13 Car tu leur feras tourner le dos, Tu dirigeras ton arc contre leurs faces.

Quoi qu’ils fassent, ils n’échapperont pas, car dans leur fuite ils trouveront encore leurs vainqueurs devant eux ; ils seront enveloppés de toutes parts.

14 Lève-toi, Éternel, dans ta force ! Nous voulons chanter et célébrer tes hauts faits.

Invocation finale.

Tes hauts faits. Le terme hébreu désigne des actes de vaillance accomplis à la guerre. Voir Psaumes 20.7, note.

De nombreux interprètes anciens et modernes ont vu dans le psaume 21 une prophétie messianique.
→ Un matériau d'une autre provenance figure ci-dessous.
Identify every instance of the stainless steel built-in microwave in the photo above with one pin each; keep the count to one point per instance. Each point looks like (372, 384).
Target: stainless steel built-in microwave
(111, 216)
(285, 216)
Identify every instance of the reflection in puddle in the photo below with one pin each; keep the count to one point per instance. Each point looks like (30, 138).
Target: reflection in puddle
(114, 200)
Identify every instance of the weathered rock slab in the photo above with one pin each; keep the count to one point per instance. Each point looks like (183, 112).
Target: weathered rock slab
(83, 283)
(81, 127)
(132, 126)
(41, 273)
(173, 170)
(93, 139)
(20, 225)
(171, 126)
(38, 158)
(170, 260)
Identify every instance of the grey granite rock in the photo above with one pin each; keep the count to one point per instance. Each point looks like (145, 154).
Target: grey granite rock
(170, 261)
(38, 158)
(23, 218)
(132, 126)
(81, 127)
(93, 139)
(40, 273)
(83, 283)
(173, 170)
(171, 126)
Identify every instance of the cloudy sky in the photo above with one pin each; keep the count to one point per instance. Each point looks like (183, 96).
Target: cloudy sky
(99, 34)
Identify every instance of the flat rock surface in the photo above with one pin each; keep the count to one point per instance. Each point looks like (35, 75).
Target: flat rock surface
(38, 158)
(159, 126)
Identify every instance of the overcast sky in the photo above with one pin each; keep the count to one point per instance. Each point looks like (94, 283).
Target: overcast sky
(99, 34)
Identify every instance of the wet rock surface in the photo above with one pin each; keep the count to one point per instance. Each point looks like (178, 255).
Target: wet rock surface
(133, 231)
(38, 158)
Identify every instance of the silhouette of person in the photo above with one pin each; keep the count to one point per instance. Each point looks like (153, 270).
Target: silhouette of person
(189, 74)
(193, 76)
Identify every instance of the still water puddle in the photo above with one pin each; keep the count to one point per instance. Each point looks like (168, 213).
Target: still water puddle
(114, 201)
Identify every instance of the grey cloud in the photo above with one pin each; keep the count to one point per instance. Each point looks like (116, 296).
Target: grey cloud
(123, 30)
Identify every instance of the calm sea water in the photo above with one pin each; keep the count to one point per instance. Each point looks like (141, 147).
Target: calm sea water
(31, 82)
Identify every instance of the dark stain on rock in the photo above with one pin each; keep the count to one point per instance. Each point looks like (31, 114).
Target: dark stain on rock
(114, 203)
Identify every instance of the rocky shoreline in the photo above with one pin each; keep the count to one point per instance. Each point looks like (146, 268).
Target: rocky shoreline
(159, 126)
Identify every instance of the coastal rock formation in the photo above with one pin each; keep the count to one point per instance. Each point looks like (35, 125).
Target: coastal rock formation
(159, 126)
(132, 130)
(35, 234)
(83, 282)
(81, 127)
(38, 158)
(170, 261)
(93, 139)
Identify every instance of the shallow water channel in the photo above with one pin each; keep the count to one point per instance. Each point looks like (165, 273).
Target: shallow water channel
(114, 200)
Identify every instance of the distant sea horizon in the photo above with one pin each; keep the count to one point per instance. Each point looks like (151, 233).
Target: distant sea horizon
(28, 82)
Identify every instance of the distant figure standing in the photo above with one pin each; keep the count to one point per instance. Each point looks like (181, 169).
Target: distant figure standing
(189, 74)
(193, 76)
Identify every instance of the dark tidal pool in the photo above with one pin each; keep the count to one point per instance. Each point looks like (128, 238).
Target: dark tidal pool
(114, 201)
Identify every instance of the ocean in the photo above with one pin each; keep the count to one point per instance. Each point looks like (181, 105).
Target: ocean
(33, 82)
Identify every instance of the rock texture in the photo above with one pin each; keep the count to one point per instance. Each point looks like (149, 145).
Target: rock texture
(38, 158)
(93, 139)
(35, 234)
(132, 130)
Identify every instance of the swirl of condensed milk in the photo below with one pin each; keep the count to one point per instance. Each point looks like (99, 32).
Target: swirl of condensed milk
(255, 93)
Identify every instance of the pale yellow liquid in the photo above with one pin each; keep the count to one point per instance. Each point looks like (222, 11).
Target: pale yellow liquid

Le rabbin Jarchi s’exprime naïvement en ces termes : Nos docteurs rapportent ce cantique au roi Messie ; mais à cause des chrétiens, qui en font un usage fâcheux, il vaut mieux le rapporter à David.

Il est impossible en effet de ne pas remarquer à quel point ce cantique, dans son ensemble comme dans ses détails, convient à la personne du Christ relevé du tombeau (verset 2), revêtu de la suprême royauté (versets 4 à 6) devenu bénédiction à toujours, atteignant du sein de sa gloire ses ennemis, pour les sauver ou les détruire (verset 9), se préparant à consumer par l’éclat de son avènement (verset 10) ceux qui auront persisté dans leur hostilité contre Dieu (comparez 2 Thessaloniciens 2.8). Même certains détails qui ne trouvent en David qu’un accomplissement incomplet se trouvent pleinement réalisés en la personne du Messie. Il a reçu du Père une vie longue, permanente, éternelle (verset 5). Son apparition au dernier jour se confondra avec celle de Dieu même (verset 10).

Comment se fait-il qu’un psaume composé en vue de circonstances spéciales du règne de David décrive à l’avance la gloire d’un autre roi, venu dix siècles plus tard ? Le fait que la carrière de David est elle-même comme une esquisse prophétique de celle du Sauveur, peut jusqu’à un certain point résoudre le problème. Mais il faut en outre que le même Esprit divin qui a fait de David un type du Messie ait dirigé les pensées du psalmiste et jusqu’à ses expressions de manière à ce que l’Église pût reconnaître plus tard dans ce psaume la gloire de son Roi. Ce psaume, dit Calvin, renferme des actions de grâces publiques au sujet de l’heureux état du royaume. Mais l’Esprit Saint a voulu principalement porter la pensée des fidèles sur Jésus-Christ, qui est la fin et la consommation de ce règne.